Figure 5. PopD and PopB form discrete and stable pores in model membranes

(A) The passage of biocytin (~10Å diameter), biotin-labeled β-amylase (~50Å diameter), or streptavidin-Bodipy (~50Å diameter) through the pores formed by PopD, PopB, or an equimolar mixture of the translocators was measured as detailed in experimental procedures. Total lipid concentration was 100 μM, and protein concentration of the proteins was 100 nM (protein:lipid ratio was 1/1000 for individual proteins and 1/500 when added together). The fluorescence intensity of encapsulated streptavidin-Bodipy was measured before (F₀) or after the incubation for 60 min at 25°C with the translocators (F). Only biocytin was able to diffuse through the formed pores. (B) The stability of the formed pores was examined by measuring the increase on the fluorescence intensity of encapsulated streptavidin-Bodipy when biocytin was present in the external buffer solution before the addition of the translocators, or added after 1 hr of incubation with the translocators. The discrete pores formed by PopB, PopD, and an equimolar mixture of the proteins remained open after1hr of incubation.
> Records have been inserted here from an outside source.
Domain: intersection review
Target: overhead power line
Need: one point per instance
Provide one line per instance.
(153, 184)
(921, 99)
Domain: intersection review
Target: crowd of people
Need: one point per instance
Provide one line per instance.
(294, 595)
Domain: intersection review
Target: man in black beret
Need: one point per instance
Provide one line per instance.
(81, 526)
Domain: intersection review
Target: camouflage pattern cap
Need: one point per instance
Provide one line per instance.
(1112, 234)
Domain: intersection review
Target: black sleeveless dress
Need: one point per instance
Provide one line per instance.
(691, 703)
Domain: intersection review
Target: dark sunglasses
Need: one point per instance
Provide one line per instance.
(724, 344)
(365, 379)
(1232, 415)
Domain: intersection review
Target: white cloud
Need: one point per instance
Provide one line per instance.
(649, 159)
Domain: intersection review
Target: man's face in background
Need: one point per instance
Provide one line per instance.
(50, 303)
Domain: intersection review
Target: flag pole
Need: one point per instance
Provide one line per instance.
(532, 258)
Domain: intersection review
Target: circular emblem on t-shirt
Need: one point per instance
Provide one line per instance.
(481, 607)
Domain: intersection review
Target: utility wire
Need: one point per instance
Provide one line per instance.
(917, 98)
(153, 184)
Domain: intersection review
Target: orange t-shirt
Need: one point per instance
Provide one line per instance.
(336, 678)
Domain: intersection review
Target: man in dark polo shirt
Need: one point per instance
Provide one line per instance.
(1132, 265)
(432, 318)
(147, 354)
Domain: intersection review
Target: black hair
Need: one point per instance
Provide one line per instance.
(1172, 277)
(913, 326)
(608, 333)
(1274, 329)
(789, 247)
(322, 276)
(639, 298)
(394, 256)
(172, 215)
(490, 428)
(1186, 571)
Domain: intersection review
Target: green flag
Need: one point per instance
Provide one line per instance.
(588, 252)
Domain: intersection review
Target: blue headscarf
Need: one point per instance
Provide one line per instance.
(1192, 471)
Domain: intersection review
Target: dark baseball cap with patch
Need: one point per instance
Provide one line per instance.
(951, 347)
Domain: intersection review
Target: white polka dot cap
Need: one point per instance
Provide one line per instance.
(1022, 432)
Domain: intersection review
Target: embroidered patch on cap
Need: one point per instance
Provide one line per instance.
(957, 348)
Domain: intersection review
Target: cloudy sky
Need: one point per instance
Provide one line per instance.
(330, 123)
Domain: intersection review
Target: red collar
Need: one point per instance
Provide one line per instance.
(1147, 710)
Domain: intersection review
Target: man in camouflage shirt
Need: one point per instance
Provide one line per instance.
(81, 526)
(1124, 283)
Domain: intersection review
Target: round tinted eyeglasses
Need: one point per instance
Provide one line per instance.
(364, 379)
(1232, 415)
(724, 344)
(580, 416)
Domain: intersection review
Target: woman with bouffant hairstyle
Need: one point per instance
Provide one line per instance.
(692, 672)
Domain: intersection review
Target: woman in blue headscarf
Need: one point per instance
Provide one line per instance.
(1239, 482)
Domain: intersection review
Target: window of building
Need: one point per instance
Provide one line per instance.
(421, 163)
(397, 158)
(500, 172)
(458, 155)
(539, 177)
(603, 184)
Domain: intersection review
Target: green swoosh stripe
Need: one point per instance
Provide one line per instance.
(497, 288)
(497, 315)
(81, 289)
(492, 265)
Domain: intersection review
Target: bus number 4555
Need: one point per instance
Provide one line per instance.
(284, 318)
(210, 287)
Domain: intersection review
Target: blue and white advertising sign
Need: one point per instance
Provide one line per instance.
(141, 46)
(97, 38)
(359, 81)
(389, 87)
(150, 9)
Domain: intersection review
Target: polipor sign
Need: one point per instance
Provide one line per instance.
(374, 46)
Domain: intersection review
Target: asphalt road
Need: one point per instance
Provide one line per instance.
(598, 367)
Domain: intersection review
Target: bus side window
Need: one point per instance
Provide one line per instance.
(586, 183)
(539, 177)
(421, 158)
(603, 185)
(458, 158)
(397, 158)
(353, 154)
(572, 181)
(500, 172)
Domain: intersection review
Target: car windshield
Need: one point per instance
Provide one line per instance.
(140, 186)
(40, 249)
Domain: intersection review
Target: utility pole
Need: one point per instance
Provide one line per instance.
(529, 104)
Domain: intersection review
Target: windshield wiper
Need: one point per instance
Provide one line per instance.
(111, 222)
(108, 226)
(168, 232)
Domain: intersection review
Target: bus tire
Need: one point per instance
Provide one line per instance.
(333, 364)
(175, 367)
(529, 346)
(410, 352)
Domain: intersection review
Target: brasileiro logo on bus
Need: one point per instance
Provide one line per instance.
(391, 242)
Figure 6. Acidic pH enhances translocator membrane binding

(A) PopB^S164C-Bodipy membrane binding was measured using the liposome floatation assay described in experimental procedures. PopB^S164C-Bodipy (0.4 μM) was incubated with membranes (2 mM total lipids) for 1 hr at 20–23°C. Typical SDS-PAGE analysis is indicated showing the amount of total protein added, and the amount of bound protein isolated after incubation with membranes at the indicated pH. Protein:lipid ratio was 1:5000. Gels were scanned for Bodipy fluorescence using a phosphoimager. (B) Quantification of PopB^S164C-Bodipy binding measured by liposome floatation assay (Fraction Bound, black bars). Data was normalized against the total amount of protein used in the binding reaction. Each bar represents the average and range of at least two independent experiments. FRET efficiency (grey bars) for PopB^S164C-Bodipy binding determined by time-resolved FRET as described in experimental procedures. PopB^S164C-Bodipy (120 nM) was incubated with membranes (total lipid concentration 0.3 mM) as described in A) (protein:lipid ratio was 1:2500). Each bar represents the average and range of two independent experiments. (C) and (D) show the analysis for PopD^F223C-Bodipy binding as described in A) and B) for PopB^S164C-Bodipy. The POPC:cholesterol:POPS molar ratio was 65:20:15 in all panels.